Introduction: A Customer Service Challenge Solved
The phone rang for the fifth time that hour. Sarah, the customer service manager at EnterpriseX, watched as her team of 15 agents scrambled to handle the influx of inquiries about their new enterprise software update. The company’s knowledge base had all the answers, but connecting customers with the right information quickly was becoming impossible. Agents were transferring calls manually between departments, customers were repeating their issues multiple times, and satisfaction scores were plummeting.
“There has to be a better way to handle this,” Sarah thought as she watched yet another frustrated agent put a customer on hold to search through documentation.

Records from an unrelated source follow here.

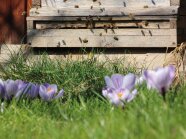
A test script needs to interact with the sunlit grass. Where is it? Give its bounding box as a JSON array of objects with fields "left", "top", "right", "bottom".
[{"left": 0, "top": 51, "right": 186, "bottom": 139}]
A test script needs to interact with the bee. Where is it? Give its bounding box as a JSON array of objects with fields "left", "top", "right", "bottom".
[
  {"left": 74, "top": 5, "right": 79, "bottom": 8},
  {"left": 90, "top": 28, "right": 94, "bottom": 33},
  {"left": 123, "top": 2, "right": 127, "bottom": 7},
  {"left": 79, "top": 37, "right": 83, "bottom": 43},
  {"left": 142, "top": 21, "right": 149, "bottom": 26},
  {"left": 100, "top": 8, "right": 105, "bottom": 12},
  {"left": 83, "top": 39, "right": 88, "bottom": 43},
  {"left": 157, "top": 24, "right": 160, "bottom": 29},
  {"left": 149, "top": 30, "right": 152, "bottom": 36},
  {"left": 141, "top": 30, "right": 145, "bottom": 36},
  {"left": 35, "top": 11, "right": 39, "bottom": 14},
  {"left": 104, "top": 25, "right": 108, "bottom": 33},
  {"left": 57, "top": 42, "right": 61, "bottom": 47},
  {"left": 62, "top": 40, "right": 66, "bottom": 45},
  {"left": 114, "top": 36, "right": 119, "bottom": 41},
  {"left": 77, "top": 17, "right": 82, "bottom": 21},
  {"left": 121, "top": 12, "right": 125, "bottom": 15},
  {"left": 129, "top": 13, "right": 135, "bottom": 20}
]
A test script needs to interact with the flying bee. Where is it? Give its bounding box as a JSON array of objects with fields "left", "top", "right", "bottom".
[
  {"left": 149, "top": 30, "right": 152, "bottom": 36},
  {"left": 103, "top": 25, "right": 108, "bottom": 33},
  {"left": 141, "top": 30, "right": 145, "bottom": 36},
  {"left": 57, "top": 42, "right": 61, "bottom": 47},
  {"left": 114, "top": 36, "right": 119, "bottom": 41},
  {"left": 74, "top": 5, "right": 79, "bottom": 8},
  {"left": 83, "top": 39, "right": 88, "bottom": 43},
  {"left": 142, "top": 21, "right": 149, "bottom": 26},
  {"left": 79, "top": 37, "right": 83, "bottom": 43},
  {"left": 62, "top": 40, "right": 66, "bottom": 45},
  {"left": 123, "top": 2, "right": 127, "bottom": 7},
  {"left": 129, "top": 13, "right": 135, "bottom": 20}
]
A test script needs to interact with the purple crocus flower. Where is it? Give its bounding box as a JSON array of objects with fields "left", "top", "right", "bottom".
[
  {"left": 4, "top": 79, "right": 18, "bottom": 100},
  {"left": 0, "top": 79, "right": 5, "bottom": 99},
  {"left": 39, "top": 83, "right": 64, "bottom": 101},
  {"left": 25, "top": 83, "right": 40, "bottom": 99},
  {"left": 4, "top": 79, "right": 26, "bottom": 100},
  {"left": 144, "top": 65, "right": 175, "bottom": 100},
  {"left": 102, "top": 73, "right": 137, "bottom": 106},
  {"left": 16, "top": 83, "right": 39, "bottom": 99}
]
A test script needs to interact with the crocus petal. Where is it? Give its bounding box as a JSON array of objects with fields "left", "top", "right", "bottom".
[
  {"left": 135, "top": 76, "right": 144, "bottom": 85},
  {"left": 122, "top": 73, "right": 136, "bottom": 90},
  {"left": 39, "top": 84, "right": 57, "bottom": 101},
  {"left": 39, "top": 85, "right": 50, "bottom": 101},
  {"left": 126, "top": 89, "right": 138, "bottom": 102},
  {"left": 4, "top": 80, "right": 18, "bottom": 97},
  {"left": 0, "top": 79, "right": 5, "bottom": 99},
  {"left": 144, "top": 66, "right": 175, "bottom": 92},
  {"left": 102, "top": 88, "right": 108, "bottom": 98},
  {"left": 47, "top": 84, "right": 57, "bottom": 95},
  {"left": 105, "top": 76, "right": 115, "bottom": 88},
  {"left": 54, "top": 89, "right": 64, "bottom": 99},
  {"left": 143, "top": 70, "right": 156, "bottom": 89},
  {"left": 108, "top": 93, "right": 123, "bottom": 106},
  {"left": 111, "top": 74, "right": 123, "bottom": 88},
  {"left": 24, "top": 83, "right": 40, "bottom": 99}
]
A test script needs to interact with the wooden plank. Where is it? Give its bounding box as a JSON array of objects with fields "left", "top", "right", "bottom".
[
  {"left": 29, "top": 29, "right": 177, "bottom": 37},
  {"left": 41, "top": 0, "right": 170, "bottom": 8},
  {"left": 32, "top": 0, "right": 41, "bottom": 7},
  {"left": 28, "top": 29, "right": 177, "bottom": 47},
  {"left": 27, "top": 16, "right": 177, "bottom": 21},
  {"left": 170, "top": 0, "right": 180, "bottom": 6},
  {"left": 36, "top": 21, "right": 173, "bottom": 29},
  {"left": 30, "top": 6, "right": 178, "bottom": 18}
]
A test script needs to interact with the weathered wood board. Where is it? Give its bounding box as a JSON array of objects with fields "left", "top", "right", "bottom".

This scenario plays out daily in businesses worldwide. Customer service teams are overwhelmed by complex queries requiring specialized knowledge, while customers grow increasingly frustrated with lengthy resolution times and repetitive conversations. The challenge becomes even more pronounced in organizations using Microsoft Teams as their primary communication platform.
What if you could build an intelligent system that not only understands customer inquiries but can seamlessly retrieve the right information and transfer conversations between specialized AI agents—all while integrating natively with Microsoft Teams?
In this technical walkthrough, I’ll show you exactly how to implement a voice-enabled Retrieval Augmented Generation (RAG) system that leverages ElevenLabs’ Agent Transfer feature to create a sophisticated customer service solution within Microsoft Teams. You’ll learn how to build a system that understands customer queries, retrieves relevant information from your knowledge base, and provides natural-sounding voice responses—transforming your customer service operations.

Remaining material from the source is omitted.